Third, the reforms of the budget system to support parliamentary oversight are very new, with the Budget Office only recently established. The importance of the reforms is that it provides civil society with a much deeper engagement process around the budget. The challenge though is that the underlying debate on fiscal strategy are not resolvable in an ideological sense. The debate refocussed on linking rands to prioritise are however resolvable.
Fourth, as the global economic crises has shown South Africa is intertwined with developments across the globe, and that the globe is increasingly volatile. In fact, some pessimistic accounts of the future of global economy suggest that growing volatility is likely to become – in the parlance of management consultant -the “new normal”. In such circumstances, having a guiding policy is vital to guide coherent implementation plans.
Fifth, moving towards 7% economic growth is a tough task. There are in fact no easy answers on how we accelerate economic growth, but the prospects are enhanced with certainty on the long term fiscal strategy. It potentially provides a means to leverage private sector investment as  it would provide certainty, but perhaps more importantly highlight the “pipeline” of projects and reforms that are in place. Even more importantly, it levels the playing field making for civil society organisations campaigning on social and (as recent history shows) on economic inclusion programmes. Simply stated, it provides a way to unpack the framework for inclusive economic growth.
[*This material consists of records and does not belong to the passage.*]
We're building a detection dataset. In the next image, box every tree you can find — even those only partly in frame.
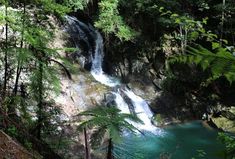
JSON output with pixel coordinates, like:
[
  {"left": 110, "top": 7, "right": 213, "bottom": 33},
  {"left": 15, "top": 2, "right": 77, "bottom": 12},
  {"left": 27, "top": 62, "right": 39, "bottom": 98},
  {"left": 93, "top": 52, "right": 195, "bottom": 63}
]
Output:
[{"left": 78, "top": 106, "right": 143, "bottom": 159}]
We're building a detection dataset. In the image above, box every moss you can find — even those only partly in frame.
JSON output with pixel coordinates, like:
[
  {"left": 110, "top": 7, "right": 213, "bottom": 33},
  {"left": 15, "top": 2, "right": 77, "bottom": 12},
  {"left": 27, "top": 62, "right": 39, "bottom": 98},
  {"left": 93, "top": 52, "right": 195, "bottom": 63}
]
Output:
[{"left": 212, "top": 117, "right": 235, "bottom": 133}]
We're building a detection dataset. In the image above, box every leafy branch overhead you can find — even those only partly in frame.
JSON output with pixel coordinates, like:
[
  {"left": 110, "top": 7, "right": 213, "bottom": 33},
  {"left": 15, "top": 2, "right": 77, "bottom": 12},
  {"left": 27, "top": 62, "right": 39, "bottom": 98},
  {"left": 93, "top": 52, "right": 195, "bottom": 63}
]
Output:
[{"left": 168, "top": 43, "right": 235, "bottom": 83}]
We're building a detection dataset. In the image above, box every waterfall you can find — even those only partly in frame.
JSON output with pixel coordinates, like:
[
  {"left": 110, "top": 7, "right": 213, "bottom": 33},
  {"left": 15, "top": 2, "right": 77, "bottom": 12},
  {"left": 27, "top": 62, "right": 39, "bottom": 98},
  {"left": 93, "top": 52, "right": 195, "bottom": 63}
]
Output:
[
  {"left": 91, "top": 31, "right": 120, "bottom": 87},
  {"left": 67, "top": 17, "right": 159, "bottom": 134}
]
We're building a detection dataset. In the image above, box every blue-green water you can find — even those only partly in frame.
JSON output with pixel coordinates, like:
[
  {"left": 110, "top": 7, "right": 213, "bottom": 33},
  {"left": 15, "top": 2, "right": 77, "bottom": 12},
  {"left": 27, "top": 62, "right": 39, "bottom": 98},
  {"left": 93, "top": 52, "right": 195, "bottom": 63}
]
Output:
[{"left": 115, "top": 121, "right": 224, "bottom": 159}]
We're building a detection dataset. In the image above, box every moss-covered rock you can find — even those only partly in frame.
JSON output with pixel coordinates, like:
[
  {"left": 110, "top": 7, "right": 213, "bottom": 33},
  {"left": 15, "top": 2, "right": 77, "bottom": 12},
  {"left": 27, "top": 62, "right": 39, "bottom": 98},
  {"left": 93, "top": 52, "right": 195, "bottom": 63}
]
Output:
[{"left": 211, "top": 117, "right": 235, "bottom": 133}]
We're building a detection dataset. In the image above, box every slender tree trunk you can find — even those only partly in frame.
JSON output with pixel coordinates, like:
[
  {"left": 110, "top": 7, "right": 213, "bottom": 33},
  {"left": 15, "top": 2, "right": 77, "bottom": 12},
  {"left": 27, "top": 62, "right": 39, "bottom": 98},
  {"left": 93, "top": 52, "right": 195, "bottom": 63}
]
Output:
[
  {"left": 220, "top": 0, "right": 226, "bottom": 45},
  {"left": 13, "top": 1, "right": 26, "bottom": 96},
  {"left": 107, "top": 138, "right": 113, "bottom": 159},
  {"left": 37, "top": 55, "right": 43, "bottom": 139},
  {"left": 3, "top": 2, "right": 8, "bottom": 100},
  {"left": 83, "top": 128, "right": 91, "bottom": 159}
]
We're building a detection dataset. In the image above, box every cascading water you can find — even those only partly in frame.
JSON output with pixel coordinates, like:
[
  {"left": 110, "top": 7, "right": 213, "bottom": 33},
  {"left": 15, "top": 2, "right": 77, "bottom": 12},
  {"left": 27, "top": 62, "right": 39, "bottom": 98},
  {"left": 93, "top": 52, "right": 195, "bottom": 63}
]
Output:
[
  {"left": 91, "top": 31, "right": 120, "bottom": 87},
  {"left": 64, "top": 16, "right": 225, "bottom": 159},
  {"left": 67, "top": 17, "right": 159, "bottom": 134}
]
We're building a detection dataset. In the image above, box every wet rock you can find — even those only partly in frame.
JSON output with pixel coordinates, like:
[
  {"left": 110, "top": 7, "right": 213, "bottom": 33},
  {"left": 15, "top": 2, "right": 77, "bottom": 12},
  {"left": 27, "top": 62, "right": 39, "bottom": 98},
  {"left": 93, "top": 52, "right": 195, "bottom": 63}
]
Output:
[{"left": 104, "top": 93, "right": 116, "bottom": 106}]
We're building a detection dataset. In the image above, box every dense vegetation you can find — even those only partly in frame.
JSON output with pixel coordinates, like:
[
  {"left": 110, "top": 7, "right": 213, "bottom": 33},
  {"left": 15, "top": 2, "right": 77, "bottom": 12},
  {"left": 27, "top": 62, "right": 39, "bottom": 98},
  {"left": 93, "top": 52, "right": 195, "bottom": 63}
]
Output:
[{"left": 0, "top": 0, "right": 235, "bottom": 158}]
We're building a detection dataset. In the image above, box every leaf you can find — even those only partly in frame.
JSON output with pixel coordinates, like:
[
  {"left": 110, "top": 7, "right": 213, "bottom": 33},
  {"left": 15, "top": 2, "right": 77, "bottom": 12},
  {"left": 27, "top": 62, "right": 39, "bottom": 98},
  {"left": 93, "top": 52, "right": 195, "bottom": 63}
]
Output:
[{"left": 212, "top": 42, "right": 220, "bottom": 50}]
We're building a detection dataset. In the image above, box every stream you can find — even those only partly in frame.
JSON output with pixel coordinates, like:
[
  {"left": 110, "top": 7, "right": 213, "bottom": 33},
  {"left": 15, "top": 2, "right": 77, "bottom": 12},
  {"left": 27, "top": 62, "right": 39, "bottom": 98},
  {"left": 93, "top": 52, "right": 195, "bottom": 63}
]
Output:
[{"left": 66, "top": 16, "right": 223, "bottom": 159}]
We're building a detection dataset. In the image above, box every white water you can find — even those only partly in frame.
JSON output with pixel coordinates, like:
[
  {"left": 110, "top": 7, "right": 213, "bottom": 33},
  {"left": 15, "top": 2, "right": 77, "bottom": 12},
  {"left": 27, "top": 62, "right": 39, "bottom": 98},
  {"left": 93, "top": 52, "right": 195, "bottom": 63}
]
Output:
[
  {"left": 91, "top": 31, "right": 120, "bottom": 87},
  {"left": 69, "top": 15, "right": 160, "bottom": 134}
]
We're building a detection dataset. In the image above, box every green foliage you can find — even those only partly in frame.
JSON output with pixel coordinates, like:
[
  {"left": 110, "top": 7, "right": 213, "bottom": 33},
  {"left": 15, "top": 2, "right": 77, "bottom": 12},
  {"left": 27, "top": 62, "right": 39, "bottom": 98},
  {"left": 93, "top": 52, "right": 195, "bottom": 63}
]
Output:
[
  {"left": 218, "top": 133, "right": 235, "bottom": 159},
  {"left": 64, "top": 0, "right": 91, "bottom": 12},
  {"left": 79, "top": 106, "right": 142, "bottom": 146},
  {"left": 95, "top": 0, "right": 136, "bottom": 41},
  {"left": 168, "top": 43, "right": 235, "bottom": 83}
]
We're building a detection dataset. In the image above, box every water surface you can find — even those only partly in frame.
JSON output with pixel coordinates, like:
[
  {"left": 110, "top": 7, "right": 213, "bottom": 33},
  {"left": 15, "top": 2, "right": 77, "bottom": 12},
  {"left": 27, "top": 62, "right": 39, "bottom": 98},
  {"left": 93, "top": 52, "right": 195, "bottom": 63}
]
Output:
[{"left": 115, "top": 121, "right": 224, "bottom": 159}]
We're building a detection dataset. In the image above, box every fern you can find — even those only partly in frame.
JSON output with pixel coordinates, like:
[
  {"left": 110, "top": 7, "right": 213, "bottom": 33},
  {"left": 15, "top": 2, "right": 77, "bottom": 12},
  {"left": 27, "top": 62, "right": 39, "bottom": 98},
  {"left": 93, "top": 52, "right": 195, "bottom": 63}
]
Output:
[{"left": 168, "top": 45, "right": 235, "bottom": 83}]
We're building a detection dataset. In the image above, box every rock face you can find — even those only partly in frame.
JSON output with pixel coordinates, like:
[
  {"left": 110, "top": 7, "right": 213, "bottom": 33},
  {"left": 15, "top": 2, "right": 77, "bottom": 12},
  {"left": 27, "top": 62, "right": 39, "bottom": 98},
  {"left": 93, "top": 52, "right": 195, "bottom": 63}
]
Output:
[
  {"left": 0, "top": 131, "right": 42, "bottom": 159},
  {"left": 211, "top": 107, "right": 235, "bottom": 133}
]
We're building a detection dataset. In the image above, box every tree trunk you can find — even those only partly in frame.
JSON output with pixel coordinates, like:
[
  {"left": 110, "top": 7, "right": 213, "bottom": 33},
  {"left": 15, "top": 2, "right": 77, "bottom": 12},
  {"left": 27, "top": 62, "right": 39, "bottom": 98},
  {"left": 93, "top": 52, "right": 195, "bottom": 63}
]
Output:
[
  {"left": 37, "top": 57, "right": 43, "bottom": 139},
  {"left": 3, "top": 2, "right": 8, "bottom": 100},
  {"left": 107, "top": 138, "right": 113, "bottom": 159},
  {"left": 83, "top": 128, "right": 91, "bottom": 159},
  {"left": 13, "top": 1, "right": 26, "bottom": 96},
  {"left": 220, "top": 0, "right": 226, "bottom": 46}
]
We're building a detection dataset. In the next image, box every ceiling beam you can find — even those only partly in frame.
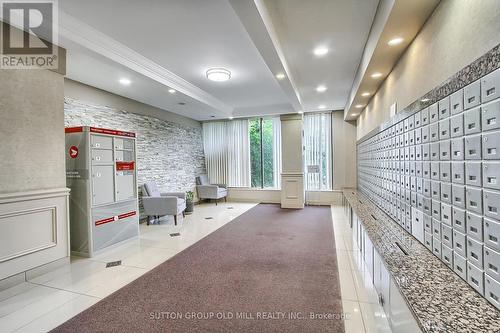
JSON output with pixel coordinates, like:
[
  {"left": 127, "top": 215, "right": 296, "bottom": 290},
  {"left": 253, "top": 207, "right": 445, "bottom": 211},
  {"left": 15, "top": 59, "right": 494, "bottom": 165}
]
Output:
[
  {"left": 229, "top": 0, "right": 302, "bottom": 112},
  {"left": 59, "top": 10, "right": 233, "bottom": 116}
]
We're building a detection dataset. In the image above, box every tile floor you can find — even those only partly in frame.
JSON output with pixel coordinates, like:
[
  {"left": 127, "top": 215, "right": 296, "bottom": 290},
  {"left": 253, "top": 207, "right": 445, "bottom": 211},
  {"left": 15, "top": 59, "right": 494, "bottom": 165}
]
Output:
[
  {"left": 332, "top": 206, "right": 391, "bottom": 333},
  {"left": 0, "top": 203, "right": 390, "bottom": 333}
]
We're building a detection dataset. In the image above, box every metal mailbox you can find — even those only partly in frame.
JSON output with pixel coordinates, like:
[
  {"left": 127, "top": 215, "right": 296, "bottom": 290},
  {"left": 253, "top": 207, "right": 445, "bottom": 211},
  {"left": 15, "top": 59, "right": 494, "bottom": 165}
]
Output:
[
  {"left": 483, "top": 131, "right": 500, "bottom": 160},
  {"left": 453, "top": 230, "right": 467, "bottom": 257},
  {"left": 483, "top": 247, "right": 500, "bottom": 282},
  {"left": 450, "top": 89, "right": 464, "bottom": 115},
  {"left": 452, "top": 207, "right": 466, "bottom": 234},
  {"left": 450, "top": 113, "right": 464, "bottom": 138},
  {"left": 467, "top": 236, "right": 483, "bottom": 269},
  {"left": 465, "top": 161, "right": 484, "bottom": 187},
  {"left": 483, "top": 217, "right": 500, "bottom": 250},
  {"left": 441, "top": 243, "right": 453, "bottom": 269},
  {"left": 465, "top": 134, "right": 481, "bottom": 160},
  {"left": 481, "top": 69, "right": 500, "bottom": 103},
  {"left": 483, "top": 190, "right": 500, "bottom": 220},
  {"left": 464, "top": 107, "right": 481, "bottom": 135},
  {"left": 481, "top": 99, "right": 500, "bottom": 132},
  {"left": 467, "top": 263, "right": 484, "bottom": 295},
  {"left": 451, "top": 162, "right": 465, "bottom": 184},
  {"left": 429, "top": 103, "right": 439, "bottom": 124},
  {"left": 453, "top": 252, "right": 467, "bottom": 281},
  {"left": 464, "top": 80, "right": 481, "bottom": 110},
  {"left": 466, "top": 212, "right": 483, "bottom": 242}
]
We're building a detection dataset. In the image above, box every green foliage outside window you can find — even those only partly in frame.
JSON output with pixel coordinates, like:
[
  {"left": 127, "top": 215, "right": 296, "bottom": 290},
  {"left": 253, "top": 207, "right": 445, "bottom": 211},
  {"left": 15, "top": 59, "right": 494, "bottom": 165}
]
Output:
[{"left": 250, "top": 118, "right": 274, "bottom": 188}]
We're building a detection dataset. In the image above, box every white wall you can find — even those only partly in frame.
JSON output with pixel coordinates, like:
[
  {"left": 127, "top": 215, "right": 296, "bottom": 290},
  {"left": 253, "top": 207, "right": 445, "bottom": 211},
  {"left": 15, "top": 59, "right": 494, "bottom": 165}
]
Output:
[
  {"left": 64, "top": 79, "right": 201, "bottom": 128},
  {"left": 332, "top": 111, "right": 356, "bottom": 190},
  {"left": 0, "top": 70, "right": 66, "bottom": 193},
  {"left": 0, "top": 64, "right": 69, "bottom": 280},
  {"left": 357, "top": 0, "right": 500, "bottom": 139}
]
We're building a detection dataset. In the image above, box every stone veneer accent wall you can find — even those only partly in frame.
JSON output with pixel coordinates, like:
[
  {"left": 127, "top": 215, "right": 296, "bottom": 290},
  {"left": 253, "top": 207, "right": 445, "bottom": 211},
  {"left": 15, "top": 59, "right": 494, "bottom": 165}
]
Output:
[{"left": 64, "top": 97, "right": 205, "bottom": 212}]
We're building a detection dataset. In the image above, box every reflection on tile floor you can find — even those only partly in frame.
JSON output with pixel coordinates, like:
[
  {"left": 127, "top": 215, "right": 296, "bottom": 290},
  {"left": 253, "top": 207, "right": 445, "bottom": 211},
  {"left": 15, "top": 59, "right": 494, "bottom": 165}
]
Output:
[
  {"left": 332, "top": 206, "right": 391, "bottom": 333},
  {"left": 0, "top": 202, "right": 390, "bottom": 333}
]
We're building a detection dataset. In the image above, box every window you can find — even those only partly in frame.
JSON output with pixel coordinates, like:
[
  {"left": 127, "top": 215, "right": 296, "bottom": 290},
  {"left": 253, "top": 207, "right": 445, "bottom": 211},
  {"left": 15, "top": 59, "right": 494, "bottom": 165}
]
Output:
[
  {"left": 304, "top": 113, "right": 332, "bottom": 191},
  {"left": 249, "top": 118, "right": 281, "bottom": 188}
]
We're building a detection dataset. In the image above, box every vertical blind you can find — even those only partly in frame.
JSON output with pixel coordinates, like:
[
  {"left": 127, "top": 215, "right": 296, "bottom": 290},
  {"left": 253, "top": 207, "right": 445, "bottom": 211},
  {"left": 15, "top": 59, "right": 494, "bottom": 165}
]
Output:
[
  {"left": 304, "top": 112, "right": 332, "bottom": 191},
  {"left": 273, "top": 117, "right": 281, "bottom": 189},
  {"left": 203, "top": 120, "right": 250, "bottom": 187},
  {"left": 203, "top": 117, "right": 281, "bottom": 188}
]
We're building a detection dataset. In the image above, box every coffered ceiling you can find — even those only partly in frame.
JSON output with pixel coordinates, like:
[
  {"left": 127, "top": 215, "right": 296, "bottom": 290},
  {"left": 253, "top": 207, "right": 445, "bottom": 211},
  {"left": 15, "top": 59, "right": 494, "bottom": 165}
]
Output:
[{"left": 52, "top": 0, "right": 440, "bottom": 121}]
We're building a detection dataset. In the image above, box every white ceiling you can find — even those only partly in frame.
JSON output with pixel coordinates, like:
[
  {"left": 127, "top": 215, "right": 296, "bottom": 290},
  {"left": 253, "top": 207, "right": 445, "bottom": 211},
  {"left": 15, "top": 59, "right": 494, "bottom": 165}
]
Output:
[
  {"left": 55, "top": 0, "right": 378, "bottom": 120},
  {"left": 265, "top": 0, "right": 378, "bottom": 111}
]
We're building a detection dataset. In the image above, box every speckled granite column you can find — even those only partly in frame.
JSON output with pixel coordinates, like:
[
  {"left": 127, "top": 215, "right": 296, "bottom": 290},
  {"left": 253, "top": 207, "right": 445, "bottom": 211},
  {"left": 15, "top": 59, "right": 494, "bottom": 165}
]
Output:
[{"left": 64, "top": 97, "right": 205, "bottom": 215}]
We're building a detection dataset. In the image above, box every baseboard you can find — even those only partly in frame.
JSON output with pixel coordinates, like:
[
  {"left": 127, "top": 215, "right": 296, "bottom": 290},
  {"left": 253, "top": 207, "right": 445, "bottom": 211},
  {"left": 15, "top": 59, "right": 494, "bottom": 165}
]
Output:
[
  {"left": 26, "top": 257, "right": 70, "bottom": 281},
  {"left": 0, "top": 272, "right": 26, "bottom": 292}
]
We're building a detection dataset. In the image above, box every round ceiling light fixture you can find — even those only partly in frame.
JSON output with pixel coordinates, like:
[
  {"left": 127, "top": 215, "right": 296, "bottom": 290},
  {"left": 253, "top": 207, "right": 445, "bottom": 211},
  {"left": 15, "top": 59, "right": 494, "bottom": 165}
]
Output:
[
  {"left": 313, "top": 46, "right": 328, "bottom": 57},
  {"left": 316, "top": 85, "right": 327, "bottom": 92},
  {"left": 119, "top": 78, "right": 132, "bottom": 86},
  {"left": 276, "top": 73, "right": 286, "bottom": 80},
  {"left": 207, "top": 68, "right": 231, "bottom": 82},
  {"left": 387, "top": 37, "right": 404, "bottom": 46}
]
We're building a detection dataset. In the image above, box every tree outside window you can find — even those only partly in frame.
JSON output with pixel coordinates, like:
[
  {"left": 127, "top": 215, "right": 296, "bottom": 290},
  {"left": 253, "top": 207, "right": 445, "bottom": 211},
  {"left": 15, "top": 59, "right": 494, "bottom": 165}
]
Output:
[{"left": 249, "top": 118, "right": 275, "bottom": 188}]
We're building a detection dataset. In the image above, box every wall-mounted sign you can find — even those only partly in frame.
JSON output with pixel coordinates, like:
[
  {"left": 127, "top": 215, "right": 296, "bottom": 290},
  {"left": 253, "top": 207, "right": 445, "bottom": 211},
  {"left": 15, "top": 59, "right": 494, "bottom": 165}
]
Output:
[{"left": 69, "top": 146, "right": 78, "bottom": 158}]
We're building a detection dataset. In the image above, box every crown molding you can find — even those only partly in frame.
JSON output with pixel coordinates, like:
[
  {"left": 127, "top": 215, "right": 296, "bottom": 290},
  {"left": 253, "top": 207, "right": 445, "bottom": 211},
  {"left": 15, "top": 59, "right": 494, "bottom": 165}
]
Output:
[{"left": 59, "top": 10, "right": 233, "bottom": 115}]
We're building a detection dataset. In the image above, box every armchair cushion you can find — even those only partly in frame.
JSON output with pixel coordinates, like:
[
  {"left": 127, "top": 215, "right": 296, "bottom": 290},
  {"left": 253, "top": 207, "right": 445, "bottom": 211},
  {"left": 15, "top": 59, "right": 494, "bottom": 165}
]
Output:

Can the “new” be accelerated?

The idea of a “crises” is central to political theory on building social compacts. The recent events in mining, high levels of social unrest, unease in the private sector over new mining regimes, suggest that the crises has become more visible, more real and a more commanly held view. In a sense we have realised that the crises is on our door steps.
In addition, the National Treasury has laid a foundation. There have always attempted to reprioritise spending, but under the watch of  Minister Gordhan the focus on detail has been impressive. The learning will come in handy, as it provides the basis for a fiscal framework to develop guidelines to cut fiscal spending on wasteful expenditure.
Most importantly, though it is remind ourselves of another quote from Antonio Gramsci on the fable of the beaver:

The beaver, pursued by trappers who want his testicles from which medicinal drugs can be extracted, to save his life tears off his own testicles.

We could be like the beaver through a debt trap, social unrest trap, and even a private sector investment strike.
It is a scary prospect that in each of these traps could emerge, and even simultaneously,  if we are unable to proactively talking about the future in a much more detailed manner. In that context, agreeing to deficit and expenditure levels, and broad policy guidelines to guide implementation seems immanently possible.